Quelle qu’ait pu être leur étendue, les mesures d’instruction in futurum circonscrites aux faits litigieux dont pourrait dépendre la solution du litige sont légalement admissibles, de sorte que le juge n’a pas à rechercher si le requis y avait préalablement consenti. 

par Mehdi Kebirle 4 mars 2019

Mécanisme original, la mesure d’instruction in futurum permet au plaideur d’agir dans le présent en préparation de l’avenir. L’article 145 du code de procédure civil, unique texte fondant le recours à ce mécanisme, donne à tout plaideur la possibilité de saisir un juge des référés, voire un juge des requêtes, afin de lui demander d’ordonner une mesure d’instruction pour établir ou conserver, avant tout procès, la preuve de faits dont pourrait dépendre la solution d’un litige. Le texte est clair et semble se suffire à lui-même. Pourtant, la jurisprudence regorge de cas dans lesquels les plaideurs ont tenté de lui ajouter des conditions ou de lui en retrancher, ce qui conduit la haute juridiction à en rappeler les critères d’octroi. C’est précisément ce qu’elle fait à nouveau dans cet arrêt du 31 janvier 2019.

Une société invoquait à l’égard d’une autre des manœuvres déloyales de débauchage de salariés et d’un détournement de son savoir-faire. La demanderesse avait saisi le président du tribunal de commerce afin de voir désigner un huissier de justice pour effectuer diverses mesures sur le fondement de cet article 145. La requête ayant été accueillie, la société visée a assigné la demanderesse devant le juge des référés pour obtenir la rétractation de l’ordonnance. La demande en rétractation a été rejetée au motif que la mesure d’instruction critiquée était circonscrite aux faits litigieux et avait autorisé l’huissier de justice à prendre copie de documents identifiés ou à s’en faire remettre copie. Devant la Cour de cassation, elle développait un moyen dans lequel elle prétendait que la mesure ordonnée in futurum ne pouvait revêtir de caractère coercitif. Or, en l’occurrence, selon elle, l’ordonnance entreprise n’obligeait pas l’huissier de justice à solliciter préalablement la remise spontanée des documents et à obtenir le consentement du requis. Ce faisant, elle avait institué une mesure de « quasi-perquisition » en permettant d’imposer la collecte de documents sans obtenir le consentement du requis.

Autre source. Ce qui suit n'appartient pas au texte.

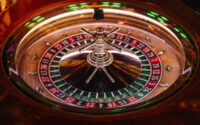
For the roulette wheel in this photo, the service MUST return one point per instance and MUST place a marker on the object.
(97, 59)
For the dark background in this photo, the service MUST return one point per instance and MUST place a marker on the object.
(13, 111)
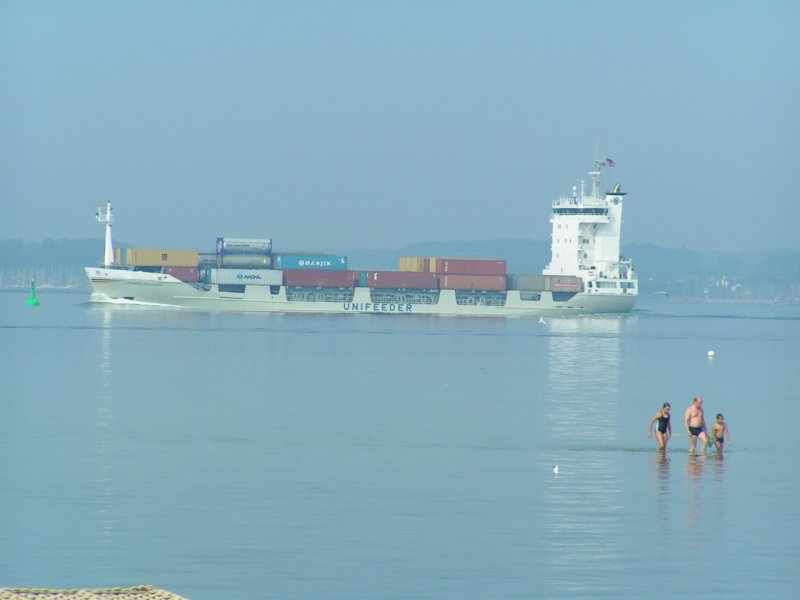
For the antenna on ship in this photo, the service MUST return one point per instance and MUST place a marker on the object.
(107, 218)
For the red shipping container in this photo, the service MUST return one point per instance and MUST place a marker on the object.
(466, 266)
(319, 278)
(488, 283)
(187, 274)
(402, 279)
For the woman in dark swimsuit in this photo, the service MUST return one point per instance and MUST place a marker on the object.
(664, 429)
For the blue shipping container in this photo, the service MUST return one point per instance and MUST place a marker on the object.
(326, 262)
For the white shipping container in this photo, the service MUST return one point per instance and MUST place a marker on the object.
(246, 277)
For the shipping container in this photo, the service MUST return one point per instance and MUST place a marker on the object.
(413, 264)
(207, 260)
(161, 257)
(187, 274)
(527, 282)
(466, 266)
(310, 262)
(246, 276)
(320, 278)
(486, 283)
(244, 246)
(402, 280)
(245, 261)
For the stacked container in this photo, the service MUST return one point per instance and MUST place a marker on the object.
(312, 262)
(186, 274)
(321, 278)
(482, 274)
(161, 257)
(402, 280)
(487, 283)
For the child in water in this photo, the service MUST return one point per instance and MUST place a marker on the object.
(719, 431)
(664, 429)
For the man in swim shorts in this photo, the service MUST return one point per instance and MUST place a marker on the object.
(695, 422)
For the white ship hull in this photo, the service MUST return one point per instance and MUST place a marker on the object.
(115, 285)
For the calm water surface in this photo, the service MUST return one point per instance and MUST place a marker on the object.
(366, 456)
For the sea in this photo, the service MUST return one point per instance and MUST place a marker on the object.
(254, 456)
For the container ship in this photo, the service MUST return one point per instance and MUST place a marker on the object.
(586, 274)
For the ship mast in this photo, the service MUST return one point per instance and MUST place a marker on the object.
(107, 218)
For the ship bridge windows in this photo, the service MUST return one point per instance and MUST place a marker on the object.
(471, 298)
(602, 212)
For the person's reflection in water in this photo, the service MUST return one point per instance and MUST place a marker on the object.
(695, 465)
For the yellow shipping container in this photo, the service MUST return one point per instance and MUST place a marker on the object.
(414, 264)
(161, 257)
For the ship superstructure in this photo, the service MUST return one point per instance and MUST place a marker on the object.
(585, 275)
(586, 237)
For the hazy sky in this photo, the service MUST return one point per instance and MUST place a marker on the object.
(372, 124)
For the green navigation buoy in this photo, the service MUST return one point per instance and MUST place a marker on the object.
(33, 300)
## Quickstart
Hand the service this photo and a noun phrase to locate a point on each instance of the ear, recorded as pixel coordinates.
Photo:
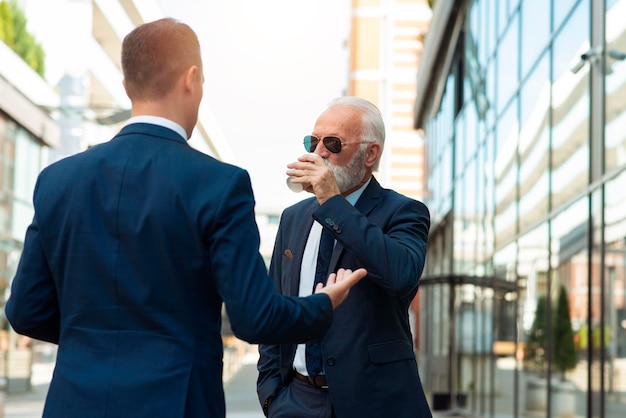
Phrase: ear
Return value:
(372, 154)
(189, 78)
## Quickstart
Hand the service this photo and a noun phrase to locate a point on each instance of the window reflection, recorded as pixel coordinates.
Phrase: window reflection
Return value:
(615, 285)
(570, 111)
(615, 135)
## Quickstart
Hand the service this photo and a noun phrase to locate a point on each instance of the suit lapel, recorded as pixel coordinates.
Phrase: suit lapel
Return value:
(366, 203)
(299, 243)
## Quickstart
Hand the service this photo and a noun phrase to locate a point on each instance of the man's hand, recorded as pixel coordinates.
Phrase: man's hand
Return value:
(338, 284)
(315, 176)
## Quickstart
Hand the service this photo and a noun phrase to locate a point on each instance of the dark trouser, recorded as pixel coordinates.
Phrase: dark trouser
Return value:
(301, 400)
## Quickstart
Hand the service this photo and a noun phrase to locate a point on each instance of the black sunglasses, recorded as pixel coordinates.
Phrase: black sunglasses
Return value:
(332, 143)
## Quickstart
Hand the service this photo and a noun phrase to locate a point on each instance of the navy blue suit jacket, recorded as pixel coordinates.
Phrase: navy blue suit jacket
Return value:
(134, 245)
(368, 352)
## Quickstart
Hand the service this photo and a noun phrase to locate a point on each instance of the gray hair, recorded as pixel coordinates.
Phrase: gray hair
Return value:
(372, 124)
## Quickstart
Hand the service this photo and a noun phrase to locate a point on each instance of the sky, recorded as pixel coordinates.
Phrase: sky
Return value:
(270, 68)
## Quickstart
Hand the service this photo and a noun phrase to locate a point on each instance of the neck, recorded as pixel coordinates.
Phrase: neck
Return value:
(351, 190)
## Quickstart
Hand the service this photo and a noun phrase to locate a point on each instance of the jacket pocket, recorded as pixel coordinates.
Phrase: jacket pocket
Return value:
(390, 351)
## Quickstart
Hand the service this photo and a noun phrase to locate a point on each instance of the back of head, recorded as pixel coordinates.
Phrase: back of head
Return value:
(154, 55)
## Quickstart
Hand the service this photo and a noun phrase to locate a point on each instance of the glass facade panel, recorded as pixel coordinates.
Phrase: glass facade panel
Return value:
(535, 32)
(570, 111)
(523, 193)
(561, 9)
(508, 64)
(505, 177)
(615, 291)
(615, 85)
(533, 147)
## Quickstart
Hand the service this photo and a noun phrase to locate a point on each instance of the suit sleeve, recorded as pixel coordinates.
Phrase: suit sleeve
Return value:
(32, 308)
(269, 381)
(391, 245)
(257, 313)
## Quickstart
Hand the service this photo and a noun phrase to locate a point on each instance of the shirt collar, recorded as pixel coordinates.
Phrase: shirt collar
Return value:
(157, 120)
(354, 196)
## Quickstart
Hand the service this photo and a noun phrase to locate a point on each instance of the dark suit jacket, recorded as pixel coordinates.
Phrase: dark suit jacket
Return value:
(134, 245)
(368, 351)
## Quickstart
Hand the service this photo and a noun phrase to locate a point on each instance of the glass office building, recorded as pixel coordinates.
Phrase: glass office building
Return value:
(523, 107)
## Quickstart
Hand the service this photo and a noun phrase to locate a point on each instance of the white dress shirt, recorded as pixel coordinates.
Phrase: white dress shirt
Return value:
(307, 273)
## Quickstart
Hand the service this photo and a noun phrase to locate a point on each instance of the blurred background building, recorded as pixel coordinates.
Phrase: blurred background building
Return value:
(523, 112)
(505, 116)
(41, 123)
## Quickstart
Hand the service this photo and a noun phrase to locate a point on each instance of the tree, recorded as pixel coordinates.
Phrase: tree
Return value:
(564, 347)
(14, 33)
(535, 350)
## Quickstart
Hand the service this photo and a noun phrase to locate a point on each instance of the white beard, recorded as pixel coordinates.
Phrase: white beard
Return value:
(350, 175)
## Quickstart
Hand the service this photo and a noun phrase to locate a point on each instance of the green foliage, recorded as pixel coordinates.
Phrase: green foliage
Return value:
(535, 349)
(564, 349)
(14, 33)
(564, 346)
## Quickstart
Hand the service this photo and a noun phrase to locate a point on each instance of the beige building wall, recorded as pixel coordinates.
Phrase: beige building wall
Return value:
(385, 47)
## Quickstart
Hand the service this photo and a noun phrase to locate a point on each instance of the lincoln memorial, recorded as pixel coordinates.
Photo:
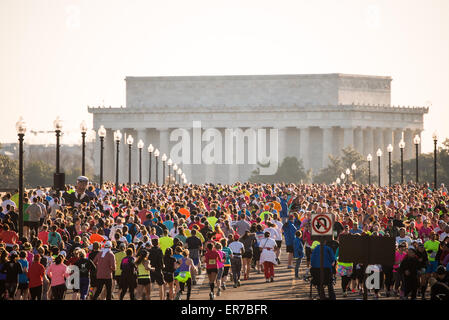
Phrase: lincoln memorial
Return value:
(316, 115)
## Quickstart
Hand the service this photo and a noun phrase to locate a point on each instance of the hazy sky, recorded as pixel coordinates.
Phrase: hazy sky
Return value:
(58, 56)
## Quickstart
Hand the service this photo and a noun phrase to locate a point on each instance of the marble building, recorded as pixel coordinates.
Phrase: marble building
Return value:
(316, 115)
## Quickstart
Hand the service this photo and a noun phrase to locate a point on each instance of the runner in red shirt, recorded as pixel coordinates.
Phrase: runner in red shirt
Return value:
(211, 258)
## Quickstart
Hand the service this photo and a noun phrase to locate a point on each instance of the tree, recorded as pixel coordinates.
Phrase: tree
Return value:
(290, 171)
(38, 173)
(9, 172)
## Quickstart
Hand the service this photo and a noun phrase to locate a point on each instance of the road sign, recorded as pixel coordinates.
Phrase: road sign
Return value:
(322, 224)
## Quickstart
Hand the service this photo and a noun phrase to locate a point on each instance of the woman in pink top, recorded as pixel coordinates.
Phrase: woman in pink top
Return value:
(58, 272)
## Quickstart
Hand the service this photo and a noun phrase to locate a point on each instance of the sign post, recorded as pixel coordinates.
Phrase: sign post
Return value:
(322, 224)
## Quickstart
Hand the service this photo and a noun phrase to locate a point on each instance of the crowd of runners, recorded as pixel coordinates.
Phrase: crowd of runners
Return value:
(145, 238)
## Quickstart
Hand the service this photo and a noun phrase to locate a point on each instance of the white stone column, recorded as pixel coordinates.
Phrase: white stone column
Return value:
(304, 146)
(163, 148)
(282, 135)
(326, 145)
(141, 134)
(368, 137)
(397, 136)
(109, 156)
(348, 137)
(409, 145)
(358, 140)
(379, 143)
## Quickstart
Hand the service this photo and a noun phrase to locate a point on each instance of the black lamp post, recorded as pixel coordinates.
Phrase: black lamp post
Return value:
(379, 154)
(140, 145)
(156, 156)
(369, 158)
(390, 150)
(169, 164)
(101, 134)
(117, 138)
(129, 141)
(435, 150)
(83, 127)
(150, 151)
(416, 141)
(21, 129)
(354, 169)
(401, 147)
(164, 160)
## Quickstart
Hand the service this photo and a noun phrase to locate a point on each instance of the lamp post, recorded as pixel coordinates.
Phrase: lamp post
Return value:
(183, 178)
(129, 141)
(58, 127)
(401, 147)
(117, 138)
(435, 150)
(179, 175)
(369, 158)
(169, 164)
(150, 151)
(83, 128)
(21, 129)
(156, 156)
(390, 150)
(416, 141)
(58, 177)
(164, 160)
(101, 134)
(354, 169)
(140, 145)
(379, 154)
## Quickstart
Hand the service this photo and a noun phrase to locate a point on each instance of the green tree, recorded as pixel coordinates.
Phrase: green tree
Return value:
(38, 173)
(9, 172)
(339, 165)
(290, 171)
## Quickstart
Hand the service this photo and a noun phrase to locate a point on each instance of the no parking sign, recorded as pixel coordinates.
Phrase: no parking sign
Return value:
(322, 224)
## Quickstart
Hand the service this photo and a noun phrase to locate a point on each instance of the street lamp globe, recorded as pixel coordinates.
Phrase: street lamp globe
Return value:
(379, 152)
(130, 140)
(417, 139)
(140, 144)
(117, 135)
(21, 126)
(83, 126)
(434, 136)
(57, 124)
(102, 131)
(390, 148)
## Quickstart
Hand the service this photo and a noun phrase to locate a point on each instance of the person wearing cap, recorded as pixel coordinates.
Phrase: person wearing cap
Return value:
(409, 271)
(75, 199)
(289, 231)
(106, 264)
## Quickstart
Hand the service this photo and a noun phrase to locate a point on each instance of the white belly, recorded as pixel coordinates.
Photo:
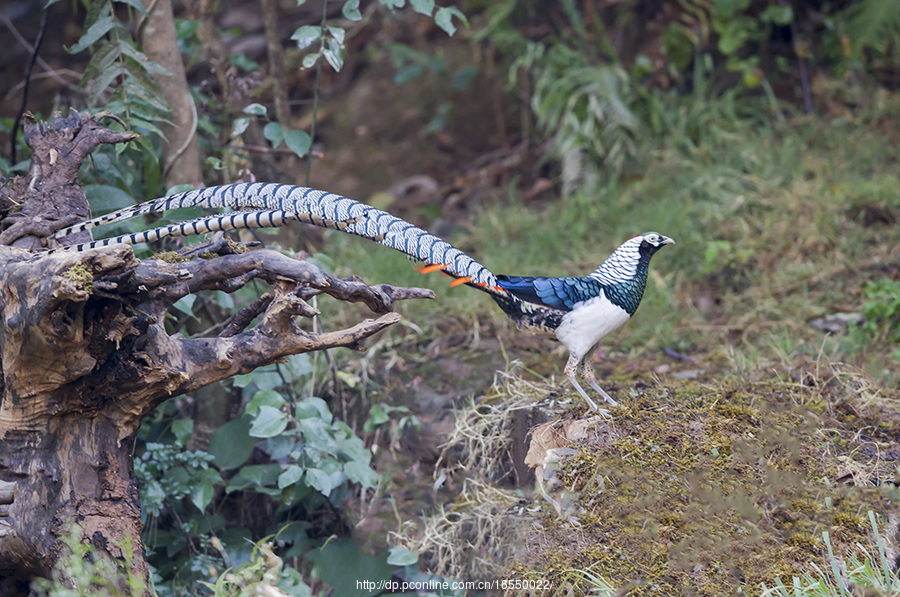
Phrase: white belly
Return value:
(583, 327)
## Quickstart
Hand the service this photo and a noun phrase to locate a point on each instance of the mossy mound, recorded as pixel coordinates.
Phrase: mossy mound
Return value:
(709, 488)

Le pourvoi est rejeté. Pour la haute juridiction, les mesures d’instruction, quelle qu’ait pu être leur étendue, étaient circonscrites aux faits litigieux, décrits dans la requête, dont pourrait dépendre la solution du litige, ce dont il résultait qu’elles ne s’analysaient pas en une mesure générale d’investigation et étaient légalement admissibles au sens de l’article 145 du code de procédure civile. Elle ajoute que les juges du fond n’avaient pas à rechercher si le requis avait préalablement consenti à la remise des documents.

La solution adoptée est intéressante à plus d’un titre.

En l’espèce, la mesure sollicitée consistait à l’obtention de documents détenus par un tiers. Ce type de mesure fait l’objet d’une attention particulière de la haute juridiction en ce qu’elle peut menacer la vie privée de la personne visée par la mesure. Cette attention est induite par les dispositions de l’article 145 précité aux termes desquelles la légitimité du motif invoqué par le demandeur ne suffit pas à justifier la mesure d’instruction. Seules...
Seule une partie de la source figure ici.